These African women, on their way to the agricultural fields with empty baskets slung over their shoulders like back-packs, were already worn out from a lifetime of hard labor. The woman in the foreground is carrying a mat, while the other has a staff to lean. Both were barefoot, posing for my photo near leaves for a roof laid out to dry.
In the subsistence culture of Zaire (now the Democratic of the Congo), the women worked from sun-up to sundown. Depending on how far away the fields were meant a hour to several hours walk (distant fields might not be tended daily, but at critical times, the family would camp out on site). The baskets were filled with the harvest, which would include beans, peanuts, squash, corn, manioc, bananas, and local greens. One important product -- firewood -- was cut and transported to the village in the backpack baskets. Full packs weighed between 50 and 75 pounds.

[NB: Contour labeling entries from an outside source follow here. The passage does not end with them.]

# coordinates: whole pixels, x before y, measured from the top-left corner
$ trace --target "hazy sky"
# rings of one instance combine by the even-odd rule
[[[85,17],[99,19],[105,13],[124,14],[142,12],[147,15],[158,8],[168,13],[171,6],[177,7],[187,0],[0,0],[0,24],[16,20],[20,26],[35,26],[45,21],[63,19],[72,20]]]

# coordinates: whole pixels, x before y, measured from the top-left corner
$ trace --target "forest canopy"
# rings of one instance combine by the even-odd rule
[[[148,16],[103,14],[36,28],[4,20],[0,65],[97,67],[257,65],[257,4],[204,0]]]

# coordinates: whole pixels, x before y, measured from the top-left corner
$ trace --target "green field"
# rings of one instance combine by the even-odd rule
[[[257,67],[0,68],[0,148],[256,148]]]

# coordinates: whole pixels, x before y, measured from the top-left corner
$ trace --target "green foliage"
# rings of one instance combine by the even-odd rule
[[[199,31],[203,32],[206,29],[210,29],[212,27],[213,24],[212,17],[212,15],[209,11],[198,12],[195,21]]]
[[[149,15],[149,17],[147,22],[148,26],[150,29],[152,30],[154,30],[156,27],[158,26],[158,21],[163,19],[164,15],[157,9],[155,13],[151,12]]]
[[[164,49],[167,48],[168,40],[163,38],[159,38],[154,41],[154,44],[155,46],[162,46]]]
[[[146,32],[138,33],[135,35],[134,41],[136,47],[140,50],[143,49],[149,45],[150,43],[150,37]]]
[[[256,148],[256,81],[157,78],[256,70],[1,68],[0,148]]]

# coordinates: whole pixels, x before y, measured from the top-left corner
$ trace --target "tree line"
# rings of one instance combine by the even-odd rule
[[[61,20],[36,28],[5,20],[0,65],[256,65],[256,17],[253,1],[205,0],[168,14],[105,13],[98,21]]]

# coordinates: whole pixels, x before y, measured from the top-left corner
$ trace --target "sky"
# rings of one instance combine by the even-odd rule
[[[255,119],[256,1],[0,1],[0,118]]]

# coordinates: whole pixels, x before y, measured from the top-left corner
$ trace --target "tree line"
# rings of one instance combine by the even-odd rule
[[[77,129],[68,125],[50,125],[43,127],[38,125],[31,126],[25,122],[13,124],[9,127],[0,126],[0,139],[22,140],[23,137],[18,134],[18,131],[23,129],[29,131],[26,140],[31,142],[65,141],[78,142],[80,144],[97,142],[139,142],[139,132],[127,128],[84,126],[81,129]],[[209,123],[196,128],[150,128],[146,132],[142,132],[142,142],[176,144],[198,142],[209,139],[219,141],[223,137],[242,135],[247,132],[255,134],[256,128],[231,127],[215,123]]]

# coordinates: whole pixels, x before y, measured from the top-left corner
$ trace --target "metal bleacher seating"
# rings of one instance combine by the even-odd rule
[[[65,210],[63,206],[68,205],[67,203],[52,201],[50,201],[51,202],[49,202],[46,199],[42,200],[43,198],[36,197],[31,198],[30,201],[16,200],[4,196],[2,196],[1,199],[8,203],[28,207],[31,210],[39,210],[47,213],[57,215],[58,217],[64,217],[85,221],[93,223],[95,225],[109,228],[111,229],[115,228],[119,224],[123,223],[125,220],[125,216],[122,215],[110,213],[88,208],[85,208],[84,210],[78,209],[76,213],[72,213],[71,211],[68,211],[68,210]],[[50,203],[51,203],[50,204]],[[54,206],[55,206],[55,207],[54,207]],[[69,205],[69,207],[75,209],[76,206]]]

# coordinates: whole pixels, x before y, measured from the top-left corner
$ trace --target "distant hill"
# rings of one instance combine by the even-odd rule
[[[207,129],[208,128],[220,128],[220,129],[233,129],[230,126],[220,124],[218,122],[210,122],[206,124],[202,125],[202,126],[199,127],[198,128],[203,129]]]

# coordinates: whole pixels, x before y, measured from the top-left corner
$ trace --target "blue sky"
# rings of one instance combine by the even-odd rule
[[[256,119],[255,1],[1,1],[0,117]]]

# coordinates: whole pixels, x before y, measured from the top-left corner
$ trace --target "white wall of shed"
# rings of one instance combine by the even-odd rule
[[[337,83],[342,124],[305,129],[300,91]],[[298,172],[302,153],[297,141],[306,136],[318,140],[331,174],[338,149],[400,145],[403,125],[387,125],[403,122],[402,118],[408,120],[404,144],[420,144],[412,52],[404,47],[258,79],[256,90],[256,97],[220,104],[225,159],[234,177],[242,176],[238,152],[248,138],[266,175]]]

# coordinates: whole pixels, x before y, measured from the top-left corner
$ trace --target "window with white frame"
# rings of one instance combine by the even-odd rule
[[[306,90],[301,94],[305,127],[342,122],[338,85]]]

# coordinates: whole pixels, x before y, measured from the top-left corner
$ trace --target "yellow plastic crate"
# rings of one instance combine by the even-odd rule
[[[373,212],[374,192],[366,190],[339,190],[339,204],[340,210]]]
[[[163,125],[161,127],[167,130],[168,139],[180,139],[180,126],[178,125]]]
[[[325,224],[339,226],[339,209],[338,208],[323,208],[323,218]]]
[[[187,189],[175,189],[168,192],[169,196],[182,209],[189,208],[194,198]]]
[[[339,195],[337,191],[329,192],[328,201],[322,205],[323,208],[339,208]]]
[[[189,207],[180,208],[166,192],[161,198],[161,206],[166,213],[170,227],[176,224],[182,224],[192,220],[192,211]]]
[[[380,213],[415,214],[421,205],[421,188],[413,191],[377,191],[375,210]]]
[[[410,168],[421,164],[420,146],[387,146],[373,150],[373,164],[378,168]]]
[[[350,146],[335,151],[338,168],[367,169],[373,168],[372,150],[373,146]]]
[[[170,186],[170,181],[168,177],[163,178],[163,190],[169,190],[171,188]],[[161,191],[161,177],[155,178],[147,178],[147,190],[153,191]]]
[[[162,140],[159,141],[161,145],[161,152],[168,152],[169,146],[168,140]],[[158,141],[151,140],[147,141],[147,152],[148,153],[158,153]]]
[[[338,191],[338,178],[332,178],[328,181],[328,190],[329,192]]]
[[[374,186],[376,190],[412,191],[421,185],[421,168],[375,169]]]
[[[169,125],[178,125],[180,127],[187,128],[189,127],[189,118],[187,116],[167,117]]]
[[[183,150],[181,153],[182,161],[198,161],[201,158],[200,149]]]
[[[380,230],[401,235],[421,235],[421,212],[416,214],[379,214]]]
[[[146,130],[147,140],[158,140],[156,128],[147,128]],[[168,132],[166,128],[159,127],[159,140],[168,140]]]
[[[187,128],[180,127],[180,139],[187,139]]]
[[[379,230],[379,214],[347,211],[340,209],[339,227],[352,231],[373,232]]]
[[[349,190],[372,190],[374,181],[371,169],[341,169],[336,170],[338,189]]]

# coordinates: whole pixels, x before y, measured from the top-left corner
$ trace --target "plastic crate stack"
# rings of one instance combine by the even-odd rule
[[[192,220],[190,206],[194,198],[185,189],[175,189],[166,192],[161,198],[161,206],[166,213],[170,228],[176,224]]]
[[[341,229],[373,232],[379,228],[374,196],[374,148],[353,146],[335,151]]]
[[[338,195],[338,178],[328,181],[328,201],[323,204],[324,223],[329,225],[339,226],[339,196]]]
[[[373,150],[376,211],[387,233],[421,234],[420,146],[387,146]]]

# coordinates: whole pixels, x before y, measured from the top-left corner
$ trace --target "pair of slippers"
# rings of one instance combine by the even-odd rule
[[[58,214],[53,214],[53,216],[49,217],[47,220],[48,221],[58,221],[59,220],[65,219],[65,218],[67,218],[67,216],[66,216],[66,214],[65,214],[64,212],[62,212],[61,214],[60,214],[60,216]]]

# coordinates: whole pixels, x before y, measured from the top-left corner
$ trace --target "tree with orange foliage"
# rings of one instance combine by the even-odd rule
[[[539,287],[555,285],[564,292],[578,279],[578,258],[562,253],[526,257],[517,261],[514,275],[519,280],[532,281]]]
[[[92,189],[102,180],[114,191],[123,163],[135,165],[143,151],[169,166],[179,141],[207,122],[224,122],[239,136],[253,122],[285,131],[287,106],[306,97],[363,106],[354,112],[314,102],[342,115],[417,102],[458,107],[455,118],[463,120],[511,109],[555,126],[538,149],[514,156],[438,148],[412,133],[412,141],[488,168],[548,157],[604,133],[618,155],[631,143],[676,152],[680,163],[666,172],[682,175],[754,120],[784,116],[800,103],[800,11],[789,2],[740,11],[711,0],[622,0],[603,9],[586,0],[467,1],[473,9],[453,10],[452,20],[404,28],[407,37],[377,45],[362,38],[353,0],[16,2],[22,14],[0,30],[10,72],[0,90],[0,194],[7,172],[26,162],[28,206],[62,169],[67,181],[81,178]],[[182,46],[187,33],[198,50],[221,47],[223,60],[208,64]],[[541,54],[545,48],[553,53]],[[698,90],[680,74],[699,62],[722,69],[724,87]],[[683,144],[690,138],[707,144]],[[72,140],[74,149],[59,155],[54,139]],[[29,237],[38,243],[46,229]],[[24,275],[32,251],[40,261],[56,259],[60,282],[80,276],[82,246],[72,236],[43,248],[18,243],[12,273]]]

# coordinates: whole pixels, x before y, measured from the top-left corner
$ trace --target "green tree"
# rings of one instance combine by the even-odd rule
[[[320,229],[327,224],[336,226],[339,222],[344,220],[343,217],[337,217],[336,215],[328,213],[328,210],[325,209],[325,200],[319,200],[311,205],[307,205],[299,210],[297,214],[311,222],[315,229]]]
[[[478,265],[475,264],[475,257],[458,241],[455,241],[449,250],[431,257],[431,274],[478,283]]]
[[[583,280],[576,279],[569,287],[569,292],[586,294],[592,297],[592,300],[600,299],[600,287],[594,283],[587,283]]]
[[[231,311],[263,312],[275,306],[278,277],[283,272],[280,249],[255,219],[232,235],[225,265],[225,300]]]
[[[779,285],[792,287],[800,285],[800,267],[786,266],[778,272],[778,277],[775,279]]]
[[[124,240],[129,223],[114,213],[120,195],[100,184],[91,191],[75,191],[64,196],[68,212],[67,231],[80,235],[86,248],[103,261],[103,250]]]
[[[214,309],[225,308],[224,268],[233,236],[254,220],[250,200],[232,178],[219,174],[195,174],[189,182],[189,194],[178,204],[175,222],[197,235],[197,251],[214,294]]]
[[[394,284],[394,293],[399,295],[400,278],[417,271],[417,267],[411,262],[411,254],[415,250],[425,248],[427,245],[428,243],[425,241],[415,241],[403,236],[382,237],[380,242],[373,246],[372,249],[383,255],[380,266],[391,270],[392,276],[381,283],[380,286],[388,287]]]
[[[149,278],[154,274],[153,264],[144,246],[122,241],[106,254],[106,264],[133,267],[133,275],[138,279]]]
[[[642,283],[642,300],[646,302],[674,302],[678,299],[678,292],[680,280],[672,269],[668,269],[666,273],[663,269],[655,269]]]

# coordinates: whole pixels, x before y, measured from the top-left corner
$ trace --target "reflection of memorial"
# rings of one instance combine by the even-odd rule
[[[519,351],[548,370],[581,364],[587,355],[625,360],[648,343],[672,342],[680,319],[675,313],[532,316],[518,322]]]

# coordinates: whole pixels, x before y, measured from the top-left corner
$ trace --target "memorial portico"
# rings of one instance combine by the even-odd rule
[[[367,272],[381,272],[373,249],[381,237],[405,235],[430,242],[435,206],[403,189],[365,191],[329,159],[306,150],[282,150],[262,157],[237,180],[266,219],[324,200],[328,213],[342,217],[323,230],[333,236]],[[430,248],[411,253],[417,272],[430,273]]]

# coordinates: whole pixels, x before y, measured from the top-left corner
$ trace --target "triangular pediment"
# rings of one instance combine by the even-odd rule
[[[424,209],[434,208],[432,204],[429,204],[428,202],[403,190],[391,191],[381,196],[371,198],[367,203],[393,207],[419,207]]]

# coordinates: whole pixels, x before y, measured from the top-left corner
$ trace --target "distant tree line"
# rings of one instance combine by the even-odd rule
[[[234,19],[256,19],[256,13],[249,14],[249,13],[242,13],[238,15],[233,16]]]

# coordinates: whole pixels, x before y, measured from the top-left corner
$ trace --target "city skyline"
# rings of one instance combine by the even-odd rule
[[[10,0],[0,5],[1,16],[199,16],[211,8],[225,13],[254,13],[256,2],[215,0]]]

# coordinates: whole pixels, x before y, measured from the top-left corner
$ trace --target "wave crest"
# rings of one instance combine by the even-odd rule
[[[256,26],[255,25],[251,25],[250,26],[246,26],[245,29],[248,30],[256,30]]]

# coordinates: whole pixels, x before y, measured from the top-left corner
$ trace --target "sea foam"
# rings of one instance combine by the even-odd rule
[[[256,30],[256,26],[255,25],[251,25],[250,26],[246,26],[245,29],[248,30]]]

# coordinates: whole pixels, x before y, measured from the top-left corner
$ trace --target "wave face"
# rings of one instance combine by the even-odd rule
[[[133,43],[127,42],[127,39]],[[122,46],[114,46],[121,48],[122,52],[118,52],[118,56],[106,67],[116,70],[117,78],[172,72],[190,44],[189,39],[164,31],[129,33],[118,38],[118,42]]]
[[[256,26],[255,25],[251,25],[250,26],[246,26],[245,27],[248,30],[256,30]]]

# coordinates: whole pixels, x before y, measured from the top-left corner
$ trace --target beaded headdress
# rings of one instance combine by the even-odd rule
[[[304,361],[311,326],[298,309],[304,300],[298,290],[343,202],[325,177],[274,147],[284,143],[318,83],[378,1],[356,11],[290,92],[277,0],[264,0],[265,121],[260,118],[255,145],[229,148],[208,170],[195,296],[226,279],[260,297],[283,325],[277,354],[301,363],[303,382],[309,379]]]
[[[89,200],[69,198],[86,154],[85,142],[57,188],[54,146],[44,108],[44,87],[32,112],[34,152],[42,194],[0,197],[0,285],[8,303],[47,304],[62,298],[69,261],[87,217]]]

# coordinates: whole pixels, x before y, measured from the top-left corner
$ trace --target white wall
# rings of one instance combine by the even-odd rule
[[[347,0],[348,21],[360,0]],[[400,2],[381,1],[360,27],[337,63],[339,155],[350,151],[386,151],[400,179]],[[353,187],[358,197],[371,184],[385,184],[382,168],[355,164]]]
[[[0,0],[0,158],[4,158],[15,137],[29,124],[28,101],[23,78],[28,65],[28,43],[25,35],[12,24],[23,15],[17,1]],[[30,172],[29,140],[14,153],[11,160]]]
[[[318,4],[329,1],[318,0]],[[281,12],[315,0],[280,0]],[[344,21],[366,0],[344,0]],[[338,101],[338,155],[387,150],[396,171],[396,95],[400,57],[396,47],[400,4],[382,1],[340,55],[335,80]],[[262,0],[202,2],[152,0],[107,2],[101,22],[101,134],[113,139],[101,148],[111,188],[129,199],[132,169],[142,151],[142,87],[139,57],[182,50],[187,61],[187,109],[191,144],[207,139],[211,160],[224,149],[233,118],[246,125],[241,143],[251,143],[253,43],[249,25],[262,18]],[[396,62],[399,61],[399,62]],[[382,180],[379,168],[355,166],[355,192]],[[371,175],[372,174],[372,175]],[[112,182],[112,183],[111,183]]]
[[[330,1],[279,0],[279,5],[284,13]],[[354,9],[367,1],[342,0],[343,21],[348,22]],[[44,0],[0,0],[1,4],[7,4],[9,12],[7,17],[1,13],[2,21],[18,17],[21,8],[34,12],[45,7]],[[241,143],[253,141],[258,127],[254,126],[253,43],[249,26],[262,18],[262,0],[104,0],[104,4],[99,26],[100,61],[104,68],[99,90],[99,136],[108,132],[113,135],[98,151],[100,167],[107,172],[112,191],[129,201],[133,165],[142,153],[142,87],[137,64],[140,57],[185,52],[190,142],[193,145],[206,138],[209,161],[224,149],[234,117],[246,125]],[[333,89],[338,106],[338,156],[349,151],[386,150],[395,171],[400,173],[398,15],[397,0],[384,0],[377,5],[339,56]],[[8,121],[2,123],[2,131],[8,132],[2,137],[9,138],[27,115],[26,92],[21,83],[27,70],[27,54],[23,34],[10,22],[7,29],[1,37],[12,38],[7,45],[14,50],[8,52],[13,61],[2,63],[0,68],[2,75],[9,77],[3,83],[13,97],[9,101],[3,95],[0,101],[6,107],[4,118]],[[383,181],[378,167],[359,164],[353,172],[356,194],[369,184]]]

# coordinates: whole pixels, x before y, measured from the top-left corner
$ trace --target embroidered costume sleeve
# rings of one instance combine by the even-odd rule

Children helped their mother in her daily duties. They would help weed and chase off animal pests that were constantly testing and tasting the harvest. Children also played "house" and "hunting" and boys would practice building snares, and ferreting out nests, looking for small animals such as rats, squirrels, porcupines, and bats, which would be cooked and eaten on site.
Men did not work in the fields. Their only contribution to cropping was that they cut down and burned the biggest trees in the so-called "slash and burn" system (the ash from the fire gave a fertilizer boost to the normally poor forest soil). Another contribution of the men was the meat brought in by periodic hunting.